There's some cool background lore if you're interested about some of the people mentioned in 11.26-11.27
Dronacharya was the teacher of Arjuna and his brothers, along with their cousins. He was on the side of the Kauravas during the war, which was the evil side, but Arjuna felt conflicted about going to war with the very master who taught him how to wield his bow. So Krishna rationalizes it by telling Krishna that his duty is to fight evil, so he has to fulfill his duty even if it means going to war against his relatives. This is basically the entirety of the Gita, it takes place during a brief conversation Arjuna and Krishna have on the battlefield, right before Arjuna goes to war. He loses his courage and his will to fight, so the Gita is a series of meditations and reflections on ethics, duty, and what the meaning of life is even in the midst of battle. I guess for outsiders the conversation is brief, and because some parts exist out of time as perceived by people on the battlefield, since at one point Krishna shows his divine form to Arjuna.
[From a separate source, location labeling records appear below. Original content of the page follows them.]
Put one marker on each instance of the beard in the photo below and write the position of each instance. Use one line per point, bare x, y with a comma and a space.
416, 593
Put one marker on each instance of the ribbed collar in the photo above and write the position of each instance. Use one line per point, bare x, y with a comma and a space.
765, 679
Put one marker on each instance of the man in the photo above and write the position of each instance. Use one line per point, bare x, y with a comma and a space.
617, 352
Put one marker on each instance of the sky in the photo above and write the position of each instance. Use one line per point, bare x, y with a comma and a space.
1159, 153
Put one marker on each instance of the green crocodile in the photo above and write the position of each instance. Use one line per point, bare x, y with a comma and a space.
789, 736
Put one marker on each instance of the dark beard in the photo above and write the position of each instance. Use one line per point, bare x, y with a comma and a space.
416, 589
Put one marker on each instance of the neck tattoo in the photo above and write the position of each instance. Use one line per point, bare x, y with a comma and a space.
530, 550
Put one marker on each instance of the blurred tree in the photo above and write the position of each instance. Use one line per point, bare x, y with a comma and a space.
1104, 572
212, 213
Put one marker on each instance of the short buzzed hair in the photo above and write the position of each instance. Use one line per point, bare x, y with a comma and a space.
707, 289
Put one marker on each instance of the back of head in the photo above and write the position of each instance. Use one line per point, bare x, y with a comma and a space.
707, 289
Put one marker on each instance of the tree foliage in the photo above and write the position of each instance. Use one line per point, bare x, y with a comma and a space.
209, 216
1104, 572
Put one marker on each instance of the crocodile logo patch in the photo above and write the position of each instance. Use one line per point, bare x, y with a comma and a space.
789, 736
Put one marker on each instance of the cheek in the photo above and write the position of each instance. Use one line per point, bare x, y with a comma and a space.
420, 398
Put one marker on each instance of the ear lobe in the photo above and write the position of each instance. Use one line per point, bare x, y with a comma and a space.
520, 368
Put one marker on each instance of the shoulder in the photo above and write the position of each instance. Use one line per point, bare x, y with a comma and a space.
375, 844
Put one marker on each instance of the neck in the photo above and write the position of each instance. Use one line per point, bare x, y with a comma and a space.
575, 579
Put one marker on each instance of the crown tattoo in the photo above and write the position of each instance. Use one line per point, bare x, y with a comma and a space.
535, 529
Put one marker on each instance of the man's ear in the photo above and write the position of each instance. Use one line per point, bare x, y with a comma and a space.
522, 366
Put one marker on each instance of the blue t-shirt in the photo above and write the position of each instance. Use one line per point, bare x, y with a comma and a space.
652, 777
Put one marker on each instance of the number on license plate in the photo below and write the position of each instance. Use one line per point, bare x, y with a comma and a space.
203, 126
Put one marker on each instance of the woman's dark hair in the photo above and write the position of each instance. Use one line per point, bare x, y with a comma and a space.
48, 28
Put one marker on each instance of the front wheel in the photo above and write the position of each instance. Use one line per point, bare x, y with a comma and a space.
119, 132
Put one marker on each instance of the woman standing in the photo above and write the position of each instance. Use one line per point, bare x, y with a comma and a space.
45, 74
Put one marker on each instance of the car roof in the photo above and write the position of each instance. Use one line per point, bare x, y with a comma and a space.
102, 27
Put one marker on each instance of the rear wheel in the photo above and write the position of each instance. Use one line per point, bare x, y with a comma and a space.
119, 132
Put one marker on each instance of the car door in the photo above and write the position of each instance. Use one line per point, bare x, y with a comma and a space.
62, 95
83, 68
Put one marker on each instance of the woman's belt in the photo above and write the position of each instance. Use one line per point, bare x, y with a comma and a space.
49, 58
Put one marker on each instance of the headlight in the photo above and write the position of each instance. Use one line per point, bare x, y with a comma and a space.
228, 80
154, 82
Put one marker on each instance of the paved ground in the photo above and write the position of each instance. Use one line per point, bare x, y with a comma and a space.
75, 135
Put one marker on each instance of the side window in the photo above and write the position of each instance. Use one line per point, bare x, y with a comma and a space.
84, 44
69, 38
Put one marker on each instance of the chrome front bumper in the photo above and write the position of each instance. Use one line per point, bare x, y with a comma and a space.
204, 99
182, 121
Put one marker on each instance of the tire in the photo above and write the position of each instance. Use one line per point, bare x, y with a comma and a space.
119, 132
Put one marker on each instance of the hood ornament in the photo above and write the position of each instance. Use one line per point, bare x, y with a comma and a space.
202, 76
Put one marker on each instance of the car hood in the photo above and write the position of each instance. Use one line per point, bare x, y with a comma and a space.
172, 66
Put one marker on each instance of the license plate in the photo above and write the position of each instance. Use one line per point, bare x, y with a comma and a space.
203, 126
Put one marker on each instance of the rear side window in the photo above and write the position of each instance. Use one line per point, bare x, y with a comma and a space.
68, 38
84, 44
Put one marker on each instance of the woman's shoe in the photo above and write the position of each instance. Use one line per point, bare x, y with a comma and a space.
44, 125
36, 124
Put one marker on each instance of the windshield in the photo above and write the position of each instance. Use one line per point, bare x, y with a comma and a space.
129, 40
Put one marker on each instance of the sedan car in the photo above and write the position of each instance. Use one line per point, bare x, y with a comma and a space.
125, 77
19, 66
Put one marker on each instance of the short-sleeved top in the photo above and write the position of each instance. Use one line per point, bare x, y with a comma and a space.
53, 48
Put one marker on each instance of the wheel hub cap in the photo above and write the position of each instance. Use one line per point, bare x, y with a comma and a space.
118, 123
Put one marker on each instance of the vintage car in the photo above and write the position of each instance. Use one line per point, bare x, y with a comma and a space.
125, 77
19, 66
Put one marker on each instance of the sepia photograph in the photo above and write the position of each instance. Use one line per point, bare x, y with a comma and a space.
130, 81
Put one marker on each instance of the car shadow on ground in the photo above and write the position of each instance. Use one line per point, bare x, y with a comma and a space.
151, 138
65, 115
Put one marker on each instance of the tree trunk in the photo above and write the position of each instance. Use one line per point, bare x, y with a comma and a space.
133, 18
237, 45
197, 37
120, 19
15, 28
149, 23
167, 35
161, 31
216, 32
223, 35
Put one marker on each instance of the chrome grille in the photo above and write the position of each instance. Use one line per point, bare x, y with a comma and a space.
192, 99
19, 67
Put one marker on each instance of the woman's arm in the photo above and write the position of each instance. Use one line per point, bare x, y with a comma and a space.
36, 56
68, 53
He ends up being so hard to defeat, killing like thousands of their guys that they have to trick him in order to win. Arjuna's elder brother, Yudhistra, is a man who never tells a lie. So they try and distract Drona by lying to him saying that his son, Ashwattama died. But they know that Drona would never believe them unless Yudhistra says its, since Yudhistra is the most honest man alive in the story(of course, he is the one that started all this because of his gambling addiction, but that's a story for another day. I guess the point is that ever character has their flaws and nuances, and no one is truly perfect.)
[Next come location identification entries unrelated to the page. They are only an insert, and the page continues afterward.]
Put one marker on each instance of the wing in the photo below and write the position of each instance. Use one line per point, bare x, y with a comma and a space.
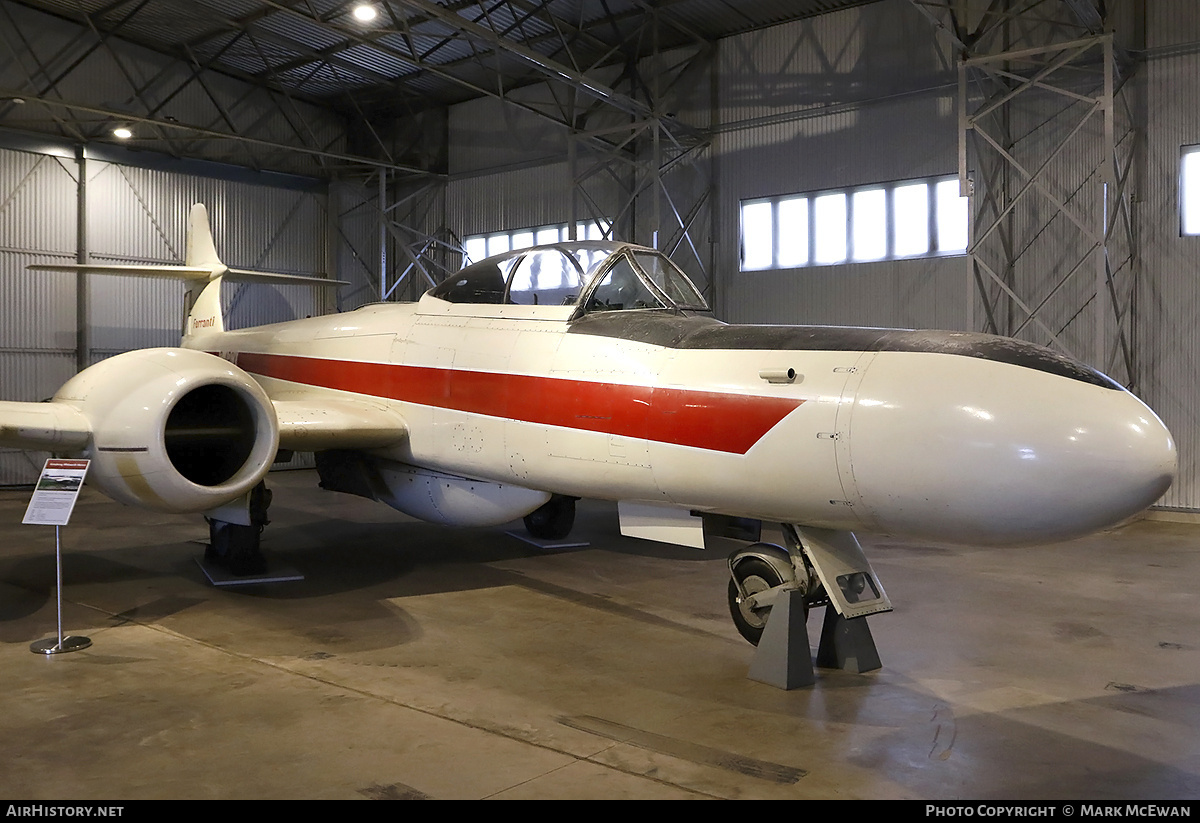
43, 426
316, 425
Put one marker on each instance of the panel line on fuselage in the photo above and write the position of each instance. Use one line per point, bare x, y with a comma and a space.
709, 420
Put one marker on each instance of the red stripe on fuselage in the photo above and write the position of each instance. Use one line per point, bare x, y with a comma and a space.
700, 419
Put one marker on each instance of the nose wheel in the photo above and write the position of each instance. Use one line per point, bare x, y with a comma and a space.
751, 576
552, 521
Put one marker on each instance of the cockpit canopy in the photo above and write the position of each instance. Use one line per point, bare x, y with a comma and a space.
592, 276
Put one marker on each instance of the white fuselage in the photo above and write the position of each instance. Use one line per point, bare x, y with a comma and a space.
913, 442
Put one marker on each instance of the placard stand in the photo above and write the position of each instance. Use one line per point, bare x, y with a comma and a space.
54, 498
70, 643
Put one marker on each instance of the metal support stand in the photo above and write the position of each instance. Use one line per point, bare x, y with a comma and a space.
70, 643
846, 644
784, 658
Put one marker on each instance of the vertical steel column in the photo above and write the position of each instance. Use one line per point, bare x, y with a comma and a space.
83, 325
383, 234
So they name an elephant Ashwattama, kill the elephant, then have Yudhistra shout, "Ashwattama is dead". Drona gets really depressed and stops fighting.
Bheeshma
Bheeshma is the grandpa of the Pandavas and the Kauravas. He ends up siding with the Kauravas(bad guys) but even then, the Pandavas(good guys) still respect him because he is really wise and gives great advice. He's a demigod, the son of the river goddess Ganga and a mortal king. He ends up taking this vow of lifelong celibacy so that his father and his stepmother could secure their lineage for the throne, and because of that, his father grants him the wish to choose his own time of death. He singlehandedly fights the Pandavas off for 10 days, he's basically the equivalent of Agammemnon, and he's the commander of chief of the army.
He ends up being so good that Krishna, who originally joined the war only to stay in his mortal form and not actually use his god powers, almost breaks his vow because of how frustrated he gets seeing Bheeshma's skill.
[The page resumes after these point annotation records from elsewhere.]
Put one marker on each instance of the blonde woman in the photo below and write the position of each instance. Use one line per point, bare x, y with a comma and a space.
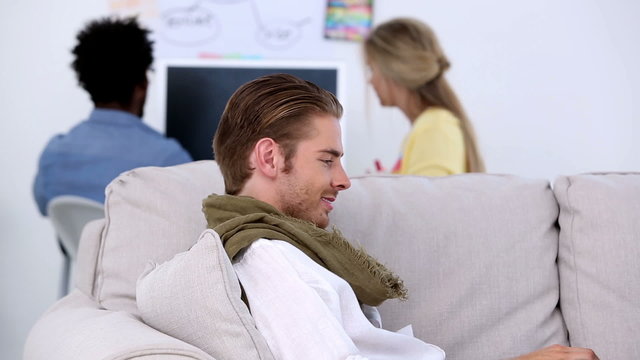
408, 69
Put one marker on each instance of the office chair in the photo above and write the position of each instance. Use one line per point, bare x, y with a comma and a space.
69, 214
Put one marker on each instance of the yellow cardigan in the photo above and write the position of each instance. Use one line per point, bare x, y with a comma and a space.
434, 147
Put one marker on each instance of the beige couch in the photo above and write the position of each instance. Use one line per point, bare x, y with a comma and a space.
496, 266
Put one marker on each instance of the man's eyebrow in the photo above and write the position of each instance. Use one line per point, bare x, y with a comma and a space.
332, 152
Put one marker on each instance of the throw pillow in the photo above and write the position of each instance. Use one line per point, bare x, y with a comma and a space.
195, 297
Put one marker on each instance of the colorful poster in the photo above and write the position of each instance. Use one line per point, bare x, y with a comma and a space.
348, 19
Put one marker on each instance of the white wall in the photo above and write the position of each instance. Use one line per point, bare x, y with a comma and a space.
551, 86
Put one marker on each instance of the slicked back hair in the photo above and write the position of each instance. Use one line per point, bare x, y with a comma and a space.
279, 107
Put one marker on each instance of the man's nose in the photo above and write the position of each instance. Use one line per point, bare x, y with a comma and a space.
341, 179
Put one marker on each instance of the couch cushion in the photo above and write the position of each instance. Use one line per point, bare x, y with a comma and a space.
477, 253
151, 214
599, 261
195, 297
75, 328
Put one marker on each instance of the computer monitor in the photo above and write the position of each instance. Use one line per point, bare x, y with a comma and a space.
194, 92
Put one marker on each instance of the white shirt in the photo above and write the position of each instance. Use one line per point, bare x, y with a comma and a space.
305, 311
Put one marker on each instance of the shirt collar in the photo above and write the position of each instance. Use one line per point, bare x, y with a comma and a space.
113, 116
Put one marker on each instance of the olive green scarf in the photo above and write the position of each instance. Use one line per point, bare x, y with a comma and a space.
240, 220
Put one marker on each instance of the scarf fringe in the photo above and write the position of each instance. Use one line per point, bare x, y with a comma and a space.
394, 285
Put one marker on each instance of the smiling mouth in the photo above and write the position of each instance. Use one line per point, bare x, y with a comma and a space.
327, 202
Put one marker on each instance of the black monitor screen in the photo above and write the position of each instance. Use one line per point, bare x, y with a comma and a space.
196, 97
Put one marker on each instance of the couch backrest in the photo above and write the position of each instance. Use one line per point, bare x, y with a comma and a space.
599, 260
151, 214
477, 253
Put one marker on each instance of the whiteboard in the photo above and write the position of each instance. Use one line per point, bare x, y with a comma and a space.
233, 29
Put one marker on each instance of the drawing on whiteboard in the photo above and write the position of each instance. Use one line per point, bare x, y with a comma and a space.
223, 28
189, 26
227, 1
277, 34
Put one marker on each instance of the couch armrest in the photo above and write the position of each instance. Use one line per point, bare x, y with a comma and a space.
76, 328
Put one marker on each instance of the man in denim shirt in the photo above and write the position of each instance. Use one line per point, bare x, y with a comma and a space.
112, 58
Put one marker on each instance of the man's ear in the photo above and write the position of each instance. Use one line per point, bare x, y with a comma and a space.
267, 157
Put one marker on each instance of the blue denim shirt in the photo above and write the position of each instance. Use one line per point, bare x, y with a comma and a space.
94, 152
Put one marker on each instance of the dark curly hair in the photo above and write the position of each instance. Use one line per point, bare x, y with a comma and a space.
112, 57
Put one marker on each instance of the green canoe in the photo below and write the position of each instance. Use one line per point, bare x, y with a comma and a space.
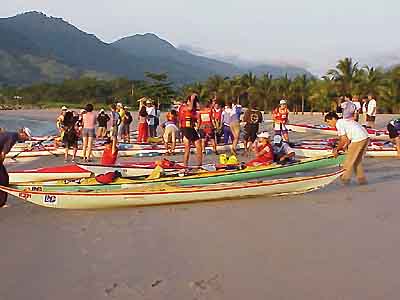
202, 178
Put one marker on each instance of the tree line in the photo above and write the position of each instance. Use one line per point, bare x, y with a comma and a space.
302, 92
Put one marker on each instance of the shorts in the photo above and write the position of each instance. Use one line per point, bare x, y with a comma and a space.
170, 133
207, 133
114, 131
250, 133
88, 132
235, 128
190, 134
393, 132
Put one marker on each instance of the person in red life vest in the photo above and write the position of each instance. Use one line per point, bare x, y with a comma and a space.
170, 131
143, 127
217, 121
110, 153
188, 122
280, 116
206, 127
264, 151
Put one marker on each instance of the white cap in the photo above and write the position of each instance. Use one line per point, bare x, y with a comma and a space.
263, 135
277, 139
27, 131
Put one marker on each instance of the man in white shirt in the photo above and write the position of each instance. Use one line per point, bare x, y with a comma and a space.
371, 111
355, 138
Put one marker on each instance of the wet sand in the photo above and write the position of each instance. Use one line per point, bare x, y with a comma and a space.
340, 242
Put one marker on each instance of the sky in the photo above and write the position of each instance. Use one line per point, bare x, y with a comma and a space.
309, 33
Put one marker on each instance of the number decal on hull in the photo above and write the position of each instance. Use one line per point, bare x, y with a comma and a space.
50, 199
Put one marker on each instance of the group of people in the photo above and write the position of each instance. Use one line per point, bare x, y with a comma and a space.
73, 127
They end up having to change their strategy to kill Bheeshma because he was too good for them simply by overwhelming him with numbers. So when Bheeshma was younger, he gets cursed to only be killed by a woman in battle. So no man would be able to kill him. Shikandhin, one of the princes, was a trans man who was previously a woman but through a lot of rituals and penances and magic stuff, becomes a dude and thus was eligible to kill Bheeshma since he was a woman at one point in his life. He was also a princess in her past life who gets reincarnated as Shikandhi to take revenge on Bheeshma, and then Shikandhi goes through the gender-change process and becomes Shikandhin.
So Shikandhin and Arjuna shoot a volley of arrows at Bheeshma and kill him. But since he's able to choose his own time of death, he basically asks Arjuna, as a last favor to his grandpa, to shoot a bunch of arrows in the ground in a really close and precise manner, essentially making him an bed made out of arrows, then he spends like forty days or so sleeping on the arrow bed slowly bleeding out from a bunch of arrows, and gives the good guys advice about life and being a king.
Dying in Hell and Buddhism
8 hours ago
Oh here it all is, I thought the site had glitched. I'd started to split the thread off at the post just above this, then set my phone down a few minutes and ended up just making a new thread with that one single post by the time I came back to it.